Wow, it’s been one whole month since I last posted. That’s a record. It’s real easy to let life get in the way and upset your routine. Anyway, a lot has happened and I’m not just referring to the holidays. I’ll start with the most recent .
WHAT NOT TO SAY
Last Tuesday I was sitting at my computer, working, my three year old son Matthew was playing games on his computer, when I got a phone call. It was the triplet’s school nurse and they told me that Rose was in the office complaining that her shoulder hurt.
“What happened?”, I asked.
They said that she fell off of one of the playground equipment setups they have. She landed on her shoulder.
“Was she OK?”
She couldn’t see anything, not even a bruise. The playground is covered with that really squishy kind of rubber so that must’ve absorbed a lot of the impact. They checked for a concussion, she seemed to be OK.
“Send her back to class,” I said.
I didn’t think anything of it. Their days are only till noon so I’d pick her up in an hour anyway. Fifteen minutes later I got another call.
“Rose was lethargic and still complaining about her shoulder,” said the voice on the phone.
“I’ll be right there.”
So, I packed up Matthew and drove to the school. I met Rose’s teacher on the way in and she told me that she insisted on calling me back because she saw Rose take the fall. Rose fell head first and, at the last minute, tucked her head so that her shoulder took the full force of her fall.
“How far did she fall?”, I asked. Up until that point I thought it had been off of something close to the ground. I was wrong. She fell off of one of the high climbing setups that they have. It wasn’t a slide down a ladder or, trip and fall, type of deal. It was a full blown swan dive onto the playground floor!
I found Rose sitting in the office, with her brothers, waiting for me. I signed the form for early release and we all immediately went to Urgent Care. Rose couldn’t even hold her shoulder up level. It was very obvious something was wrong.
But she wasn’t complaining about any severe pain. She just said it ached.
We got in to see a pediatrician, he did a couple of tests on her and then sent us off to Radiology. Rose didn’t even whimper or anything. She just followed orders , droopy left shoulder and all. The clinic has a really hi-tech setup. All the X-Ray equipment is digital and the results are instant, no film anymore.
So the radiologist invited us in to the control room to see the pictures of Rose’s bones, we all huddled around the screen, up came the picture and there it was; a shot of a beautifully clean break in my daughter’s Clavicle.
“Oh my God,” I say without thinking. “She did break it!”
What an idiot I was. As soon as she heard the word break, her face contorted into an expression of shock, fear and pain and she started balling her head off! She was inconsolable! I couldn’t turn off the tap!
By the time we got her home, arm in a sling, she was still blubbering.
What really shocked me was that the Doctor only put her arm in a sling.
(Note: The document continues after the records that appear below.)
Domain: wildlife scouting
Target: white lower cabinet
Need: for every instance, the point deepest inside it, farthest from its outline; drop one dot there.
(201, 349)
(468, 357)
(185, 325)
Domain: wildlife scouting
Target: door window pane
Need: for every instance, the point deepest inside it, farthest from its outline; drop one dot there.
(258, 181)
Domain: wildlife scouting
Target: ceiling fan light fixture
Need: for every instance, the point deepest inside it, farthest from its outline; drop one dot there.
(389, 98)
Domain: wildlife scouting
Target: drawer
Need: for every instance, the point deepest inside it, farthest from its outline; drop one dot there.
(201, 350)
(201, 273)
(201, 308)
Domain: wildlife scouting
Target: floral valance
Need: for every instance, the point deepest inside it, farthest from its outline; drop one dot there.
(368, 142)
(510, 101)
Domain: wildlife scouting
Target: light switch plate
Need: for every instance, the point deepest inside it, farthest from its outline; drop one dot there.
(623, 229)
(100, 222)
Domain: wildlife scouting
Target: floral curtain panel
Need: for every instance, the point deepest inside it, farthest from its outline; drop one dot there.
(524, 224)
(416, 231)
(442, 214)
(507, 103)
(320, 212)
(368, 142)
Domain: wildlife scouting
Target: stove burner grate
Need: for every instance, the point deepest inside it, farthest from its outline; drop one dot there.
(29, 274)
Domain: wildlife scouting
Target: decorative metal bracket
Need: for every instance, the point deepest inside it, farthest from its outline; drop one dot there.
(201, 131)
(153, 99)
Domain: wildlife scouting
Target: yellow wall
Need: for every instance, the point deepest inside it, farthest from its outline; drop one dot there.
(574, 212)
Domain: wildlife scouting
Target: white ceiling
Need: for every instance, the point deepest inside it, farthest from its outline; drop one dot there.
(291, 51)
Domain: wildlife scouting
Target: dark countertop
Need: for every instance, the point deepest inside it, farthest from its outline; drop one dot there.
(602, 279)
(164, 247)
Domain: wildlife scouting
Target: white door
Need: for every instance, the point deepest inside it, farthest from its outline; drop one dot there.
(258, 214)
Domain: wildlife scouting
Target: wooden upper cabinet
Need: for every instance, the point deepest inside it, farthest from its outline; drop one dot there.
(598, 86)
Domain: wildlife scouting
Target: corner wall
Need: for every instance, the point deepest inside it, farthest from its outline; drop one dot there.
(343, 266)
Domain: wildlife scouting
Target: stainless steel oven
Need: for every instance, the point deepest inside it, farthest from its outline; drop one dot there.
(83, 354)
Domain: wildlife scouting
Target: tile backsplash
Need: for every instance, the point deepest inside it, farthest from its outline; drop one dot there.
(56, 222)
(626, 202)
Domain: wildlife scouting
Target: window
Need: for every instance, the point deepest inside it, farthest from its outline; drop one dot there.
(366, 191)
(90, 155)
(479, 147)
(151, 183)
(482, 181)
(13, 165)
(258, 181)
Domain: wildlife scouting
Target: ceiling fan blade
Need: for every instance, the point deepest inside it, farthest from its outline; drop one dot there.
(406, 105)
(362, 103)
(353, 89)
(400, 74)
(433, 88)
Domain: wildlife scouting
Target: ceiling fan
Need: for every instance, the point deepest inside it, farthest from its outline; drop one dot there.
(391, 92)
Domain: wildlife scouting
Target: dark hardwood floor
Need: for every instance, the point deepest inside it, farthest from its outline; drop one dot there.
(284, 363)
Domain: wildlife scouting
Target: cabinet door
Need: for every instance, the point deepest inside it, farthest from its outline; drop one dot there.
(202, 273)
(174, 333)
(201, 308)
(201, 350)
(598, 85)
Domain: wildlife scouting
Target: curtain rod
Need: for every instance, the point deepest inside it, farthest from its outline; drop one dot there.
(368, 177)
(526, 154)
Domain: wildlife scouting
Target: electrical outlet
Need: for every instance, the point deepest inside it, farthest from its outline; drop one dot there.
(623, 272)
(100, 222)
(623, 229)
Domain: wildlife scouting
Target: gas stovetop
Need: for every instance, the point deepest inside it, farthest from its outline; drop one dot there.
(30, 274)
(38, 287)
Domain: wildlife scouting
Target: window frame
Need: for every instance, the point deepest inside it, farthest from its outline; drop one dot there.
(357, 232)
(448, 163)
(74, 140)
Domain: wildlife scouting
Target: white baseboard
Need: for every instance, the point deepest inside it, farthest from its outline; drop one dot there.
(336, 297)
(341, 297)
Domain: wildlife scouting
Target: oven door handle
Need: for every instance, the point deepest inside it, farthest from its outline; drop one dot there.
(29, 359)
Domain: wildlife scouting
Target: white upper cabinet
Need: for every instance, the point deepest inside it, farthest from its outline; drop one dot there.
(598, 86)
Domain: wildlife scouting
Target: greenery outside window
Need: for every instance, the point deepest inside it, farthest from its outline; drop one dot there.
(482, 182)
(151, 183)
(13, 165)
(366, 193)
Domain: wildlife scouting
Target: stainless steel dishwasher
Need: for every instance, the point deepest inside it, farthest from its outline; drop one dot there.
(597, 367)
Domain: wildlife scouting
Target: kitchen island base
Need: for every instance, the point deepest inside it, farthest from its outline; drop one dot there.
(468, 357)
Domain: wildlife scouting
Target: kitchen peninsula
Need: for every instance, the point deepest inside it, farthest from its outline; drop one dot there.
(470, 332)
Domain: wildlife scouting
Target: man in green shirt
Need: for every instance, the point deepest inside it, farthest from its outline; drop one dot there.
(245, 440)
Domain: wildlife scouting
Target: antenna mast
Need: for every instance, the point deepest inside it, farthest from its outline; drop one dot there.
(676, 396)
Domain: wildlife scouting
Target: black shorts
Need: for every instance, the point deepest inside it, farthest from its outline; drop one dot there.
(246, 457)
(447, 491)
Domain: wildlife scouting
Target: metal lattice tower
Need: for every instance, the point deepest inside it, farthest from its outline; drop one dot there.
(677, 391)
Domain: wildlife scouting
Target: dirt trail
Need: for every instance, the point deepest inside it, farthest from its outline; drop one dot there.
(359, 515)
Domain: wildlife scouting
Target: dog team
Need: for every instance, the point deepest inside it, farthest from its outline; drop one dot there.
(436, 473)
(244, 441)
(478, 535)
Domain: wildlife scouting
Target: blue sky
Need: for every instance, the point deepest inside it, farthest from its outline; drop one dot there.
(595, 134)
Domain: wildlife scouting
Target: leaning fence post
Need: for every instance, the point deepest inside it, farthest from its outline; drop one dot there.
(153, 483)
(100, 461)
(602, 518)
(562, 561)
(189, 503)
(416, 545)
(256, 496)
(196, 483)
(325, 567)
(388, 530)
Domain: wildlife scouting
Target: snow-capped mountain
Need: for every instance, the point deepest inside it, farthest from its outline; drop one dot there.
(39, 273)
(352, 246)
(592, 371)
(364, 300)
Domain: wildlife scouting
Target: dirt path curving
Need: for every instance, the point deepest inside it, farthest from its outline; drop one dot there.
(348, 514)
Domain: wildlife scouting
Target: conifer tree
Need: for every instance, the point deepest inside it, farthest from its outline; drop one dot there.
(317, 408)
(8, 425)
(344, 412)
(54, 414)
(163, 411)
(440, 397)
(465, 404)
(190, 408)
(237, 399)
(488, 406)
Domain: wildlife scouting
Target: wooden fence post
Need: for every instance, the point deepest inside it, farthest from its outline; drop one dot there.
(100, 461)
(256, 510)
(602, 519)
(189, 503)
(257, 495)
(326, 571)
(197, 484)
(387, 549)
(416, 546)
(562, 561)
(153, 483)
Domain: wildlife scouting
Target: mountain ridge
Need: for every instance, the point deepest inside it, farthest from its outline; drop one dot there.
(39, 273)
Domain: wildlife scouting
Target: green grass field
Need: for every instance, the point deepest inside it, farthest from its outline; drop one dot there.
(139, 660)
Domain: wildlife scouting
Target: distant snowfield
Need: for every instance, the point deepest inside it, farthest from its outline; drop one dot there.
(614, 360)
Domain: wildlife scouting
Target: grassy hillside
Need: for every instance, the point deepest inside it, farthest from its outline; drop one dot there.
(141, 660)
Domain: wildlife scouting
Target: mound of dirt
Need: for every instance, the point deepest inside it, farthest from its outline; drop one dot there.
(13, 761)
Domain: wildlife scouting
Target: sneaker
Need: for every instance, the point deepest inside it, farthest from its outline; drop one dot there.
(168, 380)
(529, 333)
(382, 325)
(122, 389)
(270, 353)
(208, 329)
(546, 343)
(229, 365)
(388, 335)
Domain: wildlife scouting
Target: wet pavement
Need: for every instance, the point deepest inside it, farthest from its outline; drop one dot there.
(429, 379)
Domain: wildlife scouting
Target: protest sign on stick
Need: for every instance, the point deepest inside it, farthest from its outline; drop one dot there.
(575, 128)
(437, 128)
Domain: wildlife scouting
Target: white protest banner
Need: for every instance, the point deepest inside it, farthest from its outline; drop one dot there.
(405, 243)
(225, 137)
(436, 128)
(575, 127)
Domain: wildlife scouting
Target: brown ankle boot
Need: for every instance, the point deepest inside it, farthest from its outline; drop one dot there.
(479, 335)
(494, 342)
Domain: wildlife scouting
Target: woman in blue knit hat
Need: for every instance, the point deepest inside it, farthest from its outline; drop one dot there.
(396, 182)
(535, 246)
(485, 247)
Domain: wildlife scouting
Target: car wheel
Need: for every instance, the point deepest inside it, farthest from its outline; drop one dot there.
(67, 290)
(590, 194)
He said that they don’t do casts for that kind of break anymore. All they do is try and keep it immobilized and the bones would mend very fast.
“For every 6 weeks it takes an adult to heal, a child only needs about two”, he said.
What a miracle the human body is.
Anyway, Rose settled into her role as an “injured Sparrow” very quickly and started receiving cards and gifts from friends and relatives almost immediately.